Executive summary and recommendations
- Rhinosinusitis implies inflammation of the nose and paranasal sinuses.
- The diagnosis of rhinosinusitis is primarily clinical and made on the history and examination with only a limited role for radiology (see text box 1).
- Sinus X-rays are rarely helpful and CT scans should be reserved for patients failing medical therapy or those with atypical or severe disease, i.e. unilateral symptoms, blood-stained discharge, displacement of the eye and severe pain.
- In epidemiological studies rhinosinusitis affects between 2% and 16% of the population.
- Acute rhino sinusitis lasts <12 weeks and usually follows a viral upper respiratory tract infection (UTRI).
- For acute rhinosinusitis the use of topical nasal corticosteroids or an antihistamine together with antibiotics is associated with more rapid resolution of symptoms (grade of recommendation =A).
- Chronic rhinosinusitis (CRS) lasts more than 12 weeks and usually responds incompletely to therapy, which may need to be continued long-term (grade of recommendation = B).
- Patients who fail initial medical therapy can respond to more specialized pharmacotherapy, which is as successful as surgery (grade of recommendation = B).
- Treating CRS, either medically or surgically, benefits accompanying asthma (grade of recommendation =A).
- Sinus surgery in children is of limited value and the disease in this age group often resolves spontaneously.
- Severe recurrent polypoid rhino sinusitis should prompt investigations for aspirin sensitivity, allergic fungal rhinosinusitis or Churg-Strauss syndrome.
- Nasal polyps are not associated with allergy but can be associated with asthma, aspirin sensitivity, cystic fibrosis, allergic fungal sinusitis (AFS) and Churg-Strauss syndrome.
- At initial presentation all patients with polyps should be examined by an ear, nose, throat (ENT) surgeon.
- Unilateral polyps may be a sign of malignancy and should always be subject to ENT referral.
- Children with nasal polyps should be referred for further testing for cystic fibrosis.
- Aspirin sensitivity should be suspected in severely affected polyp patients, especially those with recurrent polyps and intrinsic asthma.
- The diagnosis of aspirin sensitivity relies upon either a clear history of two (ormore) aspirin/non-steroidal anti-inflammatory drugs (NSAID)-induced reactions or by aspirin challenge, which can be nasal, inhaled, or oral.

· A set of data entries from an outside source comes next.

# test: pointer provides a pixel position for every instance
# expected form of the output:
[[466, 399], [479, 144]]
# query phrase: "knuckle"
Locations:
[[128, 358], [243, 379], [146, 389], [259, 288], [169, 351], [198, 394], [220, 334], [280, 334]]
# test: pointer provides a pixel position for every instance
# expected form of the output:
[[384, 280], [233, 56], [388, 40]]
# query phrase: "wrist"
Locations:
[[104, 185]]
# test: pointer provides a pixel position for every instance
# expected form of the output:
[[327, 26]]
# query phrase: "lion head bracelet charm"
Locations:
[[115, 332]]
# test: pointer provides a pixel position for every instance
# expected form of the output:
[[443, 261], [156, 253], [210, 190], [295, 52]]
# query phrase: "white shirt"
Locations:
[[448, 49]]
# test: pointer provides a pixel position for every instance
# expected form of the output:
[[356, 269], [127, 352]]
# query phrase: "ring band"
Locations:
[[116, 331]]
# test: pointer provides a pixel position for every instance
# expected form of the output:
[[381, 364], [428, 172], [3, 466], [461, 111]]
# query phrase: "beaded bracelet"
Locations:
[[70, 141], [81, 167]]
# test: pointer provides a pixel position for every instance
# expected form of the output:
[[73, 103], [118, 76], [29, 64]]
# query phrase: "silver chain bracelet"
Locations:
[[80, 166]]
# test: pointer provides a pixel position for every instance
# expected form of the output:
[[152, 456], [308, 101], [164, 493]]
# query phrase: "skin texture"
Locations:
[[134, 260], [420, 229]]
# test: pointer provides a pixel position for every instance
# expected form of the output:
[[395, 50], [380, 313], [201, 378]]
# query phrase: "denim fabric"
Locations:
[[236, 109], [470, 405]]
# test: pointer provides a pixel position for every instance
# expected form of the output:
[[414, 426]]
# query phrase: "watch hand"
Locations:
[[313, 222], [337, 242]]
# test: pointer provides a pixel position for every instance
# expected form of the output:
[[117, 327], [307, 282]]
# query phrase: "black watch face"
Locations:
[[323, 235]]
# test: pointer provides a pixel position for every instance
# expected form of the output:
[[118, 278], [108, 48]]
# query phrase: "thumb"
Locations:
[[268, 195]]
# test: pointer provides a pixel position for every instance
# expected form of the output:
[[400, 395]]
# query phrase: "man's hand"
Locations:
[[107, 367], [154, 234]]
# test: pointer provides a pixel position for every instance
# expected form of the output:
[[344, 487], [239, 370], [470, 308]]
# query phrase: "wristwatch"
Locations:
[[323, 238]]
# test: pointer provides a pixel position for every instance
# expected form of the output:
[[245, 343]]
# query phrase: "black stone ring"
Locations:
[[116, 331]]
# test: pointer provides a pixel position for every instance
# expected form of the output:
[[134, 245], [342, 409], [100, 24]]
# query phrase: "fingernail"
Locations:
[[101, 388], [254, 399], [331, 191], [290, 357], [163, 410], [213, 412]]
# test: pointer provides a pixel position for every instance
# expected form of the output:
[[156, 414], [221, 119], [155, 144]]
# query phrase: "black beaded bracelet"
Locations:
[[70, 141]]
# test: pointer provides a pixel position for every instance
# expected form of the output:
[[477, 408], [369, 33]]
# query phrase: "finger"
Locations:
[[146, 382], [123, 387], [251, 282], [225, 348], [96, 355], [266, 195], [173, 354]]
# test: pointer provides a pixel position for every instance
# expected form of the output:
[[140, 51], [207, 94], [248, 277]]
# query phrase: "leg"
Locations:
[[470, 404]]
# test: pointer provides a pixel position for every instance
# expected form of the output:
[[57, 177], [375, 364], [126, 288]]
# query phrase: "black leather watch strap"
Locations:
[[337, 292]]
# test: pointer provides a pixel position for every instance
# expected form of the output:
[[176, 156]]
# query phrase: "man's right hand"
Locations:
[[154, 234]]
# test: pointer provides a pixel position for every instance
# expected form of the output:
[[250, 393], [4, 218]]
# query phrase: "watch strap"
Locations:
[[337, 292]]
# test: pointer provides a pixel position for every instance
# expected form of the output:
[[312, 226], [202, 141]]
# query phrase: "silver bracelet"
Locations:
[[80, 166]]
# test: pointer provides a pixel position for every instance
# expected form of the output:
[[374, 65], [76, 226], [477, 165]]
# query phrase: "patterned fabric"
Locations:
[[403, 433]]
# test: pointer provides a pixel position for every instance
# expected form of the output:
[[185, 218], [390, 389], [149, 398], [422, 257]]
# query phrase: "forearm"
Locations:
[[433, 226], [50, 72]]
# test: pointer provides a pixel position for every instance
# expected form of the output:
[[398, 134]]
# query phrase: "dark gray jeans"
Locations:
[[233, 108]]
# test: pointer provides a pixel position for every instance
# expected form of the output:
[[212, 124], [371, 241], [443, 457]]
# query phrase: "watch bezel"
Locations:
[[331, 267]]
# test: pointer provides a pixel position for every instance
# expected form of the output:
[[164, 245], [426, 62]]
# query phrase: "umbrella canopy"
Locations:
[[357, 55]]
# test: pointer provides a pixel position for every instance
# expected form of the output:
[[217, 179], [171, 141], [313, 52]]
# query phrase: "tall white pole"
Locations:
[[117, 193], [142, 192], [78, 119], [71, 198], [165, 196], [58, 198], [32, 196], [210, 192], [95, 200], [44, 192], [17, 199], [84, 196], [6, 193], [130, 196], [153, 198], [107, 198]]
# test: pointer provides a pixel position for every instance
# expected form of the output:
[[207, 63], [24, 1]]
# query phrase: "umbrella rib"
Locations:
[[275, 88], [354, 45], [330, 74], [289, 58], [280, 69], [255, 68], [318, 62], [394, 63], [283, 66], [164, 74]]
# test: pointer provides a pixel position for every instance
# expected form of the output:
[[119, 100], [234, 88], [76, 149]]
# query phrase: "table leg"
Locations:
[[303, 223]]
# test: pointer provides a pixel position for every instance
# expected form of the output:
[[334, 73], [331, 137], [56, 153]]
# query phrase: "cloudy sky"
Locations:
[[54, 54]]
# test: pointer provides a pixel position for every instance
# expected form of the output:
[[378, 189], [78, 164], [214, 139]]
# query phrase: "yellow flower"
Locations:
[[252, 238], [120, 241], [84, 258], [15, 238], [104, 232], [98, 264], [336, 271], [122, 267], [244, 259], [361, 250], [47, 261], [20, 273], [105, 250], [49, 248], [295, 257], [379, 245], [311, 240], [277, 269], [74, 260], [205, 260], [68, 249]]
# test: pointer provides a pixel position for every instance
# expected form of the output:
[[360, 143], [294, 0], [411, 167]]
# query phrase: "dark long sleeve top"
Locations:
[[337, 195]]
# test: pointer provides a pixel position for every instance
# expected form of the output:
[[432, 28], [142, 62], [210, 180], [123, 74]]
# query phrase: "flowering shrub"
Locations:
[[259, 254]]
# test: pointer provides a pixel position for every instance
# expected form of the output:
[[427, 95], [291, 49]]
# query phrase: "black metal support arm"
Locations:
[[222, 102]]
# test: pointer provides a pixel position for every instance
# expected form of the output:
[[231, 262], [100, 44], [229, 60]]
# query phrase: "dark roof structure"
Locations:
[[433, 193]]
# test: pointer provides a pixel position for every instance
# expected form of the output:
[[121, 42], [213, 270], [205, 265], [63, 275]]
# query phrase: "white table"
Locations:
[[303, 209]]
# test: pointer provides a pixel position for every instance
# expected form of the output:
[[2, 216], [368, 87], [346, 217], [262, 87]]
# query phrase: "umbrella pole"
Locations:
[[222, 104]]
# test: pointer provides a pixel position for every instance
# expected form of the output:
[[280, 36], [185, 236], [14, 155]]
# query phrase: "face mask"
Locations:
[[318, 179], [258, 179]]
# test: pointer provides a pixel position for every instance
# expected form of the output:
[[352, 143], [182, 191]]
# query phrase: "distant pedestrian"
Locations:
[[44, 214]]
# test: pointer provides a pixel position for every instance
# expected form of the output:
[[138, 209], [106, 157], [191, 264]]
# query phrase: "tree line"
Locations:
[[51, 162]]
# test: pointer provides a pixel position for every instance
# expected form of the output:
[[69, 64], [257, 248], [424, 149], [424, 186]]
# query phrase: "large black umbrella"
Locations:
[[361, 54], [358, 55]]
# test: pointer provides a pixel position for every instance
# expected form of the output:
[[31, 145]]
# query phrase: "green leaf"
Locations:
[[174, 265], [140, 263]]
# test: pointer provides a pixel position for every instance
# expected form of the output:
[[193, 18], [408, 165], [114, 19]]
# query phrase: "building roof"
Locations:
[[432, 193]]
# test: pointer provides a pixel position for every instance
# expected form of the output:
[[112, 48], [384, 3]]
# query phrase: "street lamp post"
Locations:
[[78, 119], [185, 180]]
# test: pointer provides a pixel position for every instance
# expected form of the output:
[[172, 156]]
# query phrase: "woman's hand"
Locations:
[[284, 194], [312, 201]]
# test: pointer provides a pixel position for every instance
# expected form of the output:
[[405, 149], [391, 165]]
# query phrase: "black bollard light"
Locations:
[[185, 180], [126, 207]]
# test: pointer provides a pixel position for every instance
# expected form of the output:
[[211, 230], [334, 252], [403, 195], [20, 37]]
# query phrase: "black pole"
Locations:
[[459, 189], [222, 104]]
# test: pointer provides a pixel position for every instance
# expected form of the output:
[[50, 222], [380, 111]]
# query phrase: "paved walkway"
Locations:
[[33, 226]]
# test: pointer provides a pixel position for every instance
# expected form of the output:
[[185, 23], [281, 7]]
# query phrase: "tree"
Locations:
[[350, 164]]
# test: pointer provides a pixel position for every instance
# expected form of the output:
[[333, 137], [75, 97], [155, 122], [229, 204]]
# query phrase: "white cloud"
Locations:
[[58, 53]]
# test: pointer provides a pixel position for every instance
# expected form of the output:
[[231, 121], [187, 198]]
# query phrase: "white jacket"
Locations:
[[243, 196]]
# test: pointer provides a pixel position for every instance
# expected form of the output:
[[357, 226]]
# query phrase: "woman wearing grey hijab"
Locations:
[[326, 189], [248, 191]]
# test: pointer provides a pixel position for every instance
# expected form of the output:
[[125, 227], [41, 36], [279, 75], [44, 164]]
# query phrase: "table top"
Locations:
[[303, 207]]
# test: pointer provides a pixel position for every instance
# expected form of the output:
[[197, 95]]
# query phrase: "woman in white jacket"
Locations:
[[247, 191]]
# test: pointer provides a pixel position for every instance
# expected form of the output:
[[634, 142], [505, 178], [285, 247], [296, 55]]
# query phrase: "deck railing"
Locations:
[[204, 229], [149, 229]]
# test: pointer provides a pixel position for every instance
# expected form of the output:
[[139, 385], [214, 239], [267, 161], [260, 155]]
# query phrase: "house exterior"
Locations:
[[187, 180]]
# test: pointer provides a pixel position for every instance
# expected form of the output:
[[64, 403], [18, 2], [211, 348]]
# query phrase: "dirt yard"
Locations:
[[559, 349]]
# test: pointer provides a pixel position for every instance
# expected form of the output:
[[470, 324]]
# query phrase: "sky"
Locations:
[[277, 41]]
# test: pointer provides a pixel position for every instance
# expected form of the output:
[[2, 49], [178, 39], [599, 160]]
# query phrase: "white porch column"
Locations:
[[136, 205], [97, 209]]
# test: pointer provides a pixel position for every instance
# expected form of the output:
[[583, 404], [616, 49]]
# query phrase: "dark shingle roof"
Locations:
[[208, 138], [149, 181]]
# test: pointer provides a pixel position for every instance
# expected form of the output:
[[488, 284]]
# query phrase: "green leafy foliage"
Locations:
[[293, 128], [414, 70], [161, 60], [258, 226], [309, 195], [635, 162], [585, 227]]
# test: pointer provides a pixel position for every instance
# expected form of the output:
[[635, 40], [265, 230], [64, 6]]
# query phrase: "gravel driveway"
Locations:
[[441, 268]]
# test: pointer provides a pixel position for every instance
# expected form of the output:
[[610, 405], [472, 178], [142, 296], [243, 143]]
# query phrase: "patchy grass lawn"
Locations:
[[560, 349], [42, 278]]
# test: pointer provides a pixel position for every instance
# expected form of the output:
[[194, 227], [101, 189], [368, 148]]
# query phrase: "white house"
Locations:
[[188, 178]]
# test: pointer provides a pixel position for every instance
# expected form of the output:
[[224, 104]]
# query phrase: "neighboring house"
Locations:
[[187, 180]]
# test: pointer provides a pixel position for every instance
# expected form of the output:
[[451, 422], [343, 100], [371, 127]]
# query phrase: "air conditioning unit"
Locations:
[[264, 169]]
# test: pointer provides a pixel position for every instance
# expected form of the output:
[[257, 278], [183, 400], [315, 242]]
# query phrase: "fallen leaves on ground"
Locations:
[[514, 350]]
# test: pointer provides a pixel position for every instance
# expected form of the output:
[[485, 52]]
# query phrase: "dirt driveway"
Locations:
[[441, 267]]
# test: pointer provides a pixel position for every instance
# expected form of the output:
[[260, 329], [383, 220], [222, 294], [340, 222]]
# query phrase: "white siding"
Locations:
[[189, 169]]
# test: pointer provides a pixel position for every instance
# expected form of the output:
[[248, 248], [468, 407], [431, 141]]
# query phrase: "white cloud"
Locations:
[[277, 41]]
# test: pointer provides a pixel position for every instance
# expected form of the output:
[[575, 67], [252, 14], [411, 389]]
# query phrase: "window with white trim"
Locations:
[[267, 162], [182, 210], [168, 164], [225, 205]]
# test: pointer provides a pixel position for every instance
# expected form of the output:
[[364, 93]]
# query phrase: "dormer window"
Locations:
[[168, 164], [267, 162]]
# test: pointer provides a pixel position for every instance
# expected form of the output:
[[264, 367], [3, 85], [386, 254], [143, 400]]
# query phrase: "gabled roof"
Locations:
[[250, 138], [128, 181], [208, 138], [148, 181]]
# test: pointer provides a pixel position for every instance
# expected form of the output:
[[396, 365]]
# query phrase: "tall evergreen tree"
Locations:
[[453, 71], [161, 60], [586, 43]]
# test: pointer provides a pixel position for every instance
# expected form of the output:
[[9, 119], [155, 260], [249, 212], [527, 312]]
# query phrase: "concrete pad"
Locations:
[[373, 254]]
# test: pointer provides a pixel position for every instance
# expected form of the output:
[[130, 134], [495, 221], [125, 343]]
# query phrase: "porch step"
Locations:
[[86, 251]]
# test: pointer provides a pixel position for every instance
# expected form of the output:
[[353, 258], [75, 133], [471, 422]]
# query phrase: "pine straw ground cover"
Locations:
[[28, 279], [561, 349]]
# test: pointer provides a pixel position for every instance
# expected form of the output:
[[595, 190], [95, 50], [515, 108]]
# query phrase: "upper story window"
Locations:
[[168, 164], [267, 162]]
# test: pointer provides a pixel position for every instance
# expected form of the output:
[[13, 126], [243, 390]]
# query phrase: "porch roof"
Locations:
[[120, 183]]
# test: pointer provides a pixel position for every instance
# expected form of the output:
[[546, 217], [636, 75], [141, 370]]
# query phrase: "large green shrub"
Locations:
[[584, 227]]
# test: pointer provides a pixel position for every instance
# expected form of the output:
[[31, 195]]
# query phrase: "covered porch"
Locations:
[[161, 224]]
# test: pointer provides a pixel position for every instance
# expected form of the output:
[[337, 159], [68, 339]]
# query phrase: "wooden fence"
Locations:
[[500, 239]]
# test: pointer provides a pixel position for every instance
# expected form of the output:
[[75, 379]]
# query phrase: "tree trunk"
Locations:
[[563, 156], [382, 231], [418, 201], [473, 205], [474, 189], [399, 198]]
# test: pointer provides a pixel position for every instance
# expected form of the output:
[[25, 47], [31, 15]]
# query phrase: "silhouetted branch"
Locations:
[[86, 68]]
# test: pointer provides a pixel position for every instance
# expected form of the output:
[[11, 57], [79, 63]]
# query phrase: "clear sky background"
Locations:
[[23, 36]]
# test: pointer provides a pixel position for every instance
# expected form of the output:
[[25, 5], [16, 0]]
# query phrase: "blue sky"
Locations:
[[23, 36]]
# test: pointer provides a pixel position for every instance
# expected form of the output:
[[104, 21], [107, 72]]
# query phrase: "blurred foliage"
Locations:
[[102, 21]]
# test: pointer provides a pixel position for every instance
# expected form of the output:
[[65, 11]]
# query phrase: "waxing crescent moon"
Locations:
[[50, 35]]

- Aspirin challenge must be carried out only by doctors with appropriate experience and with full resuscitation facilities readily available.
- Patients with aspirin sensitivity should be warned to avoid all drugs with cyclooxygenase (COX) 1 inhibitory activity.
- Selective COX2 inhibitors appear to be safe in patients with aspirin sensitivity, although it is recommended that the first dose is administered in hospital under direct observation with monitoring for 2 h and resuscitation facilities readily available.
- Allergic fungal rhinosinusitis is rare in the United Kingdom, but more common in warmer climates such as the Southern USA and Australia.
- Allergic fungal rhinosinusitis is treated by surgery to remove infected tissue followed by topical corticosteroids.
- Chronic rhinosinusitis (CRS) accompanied by systemic symptoms and signs may indicate an underlying vasculitis or granulomatous disease.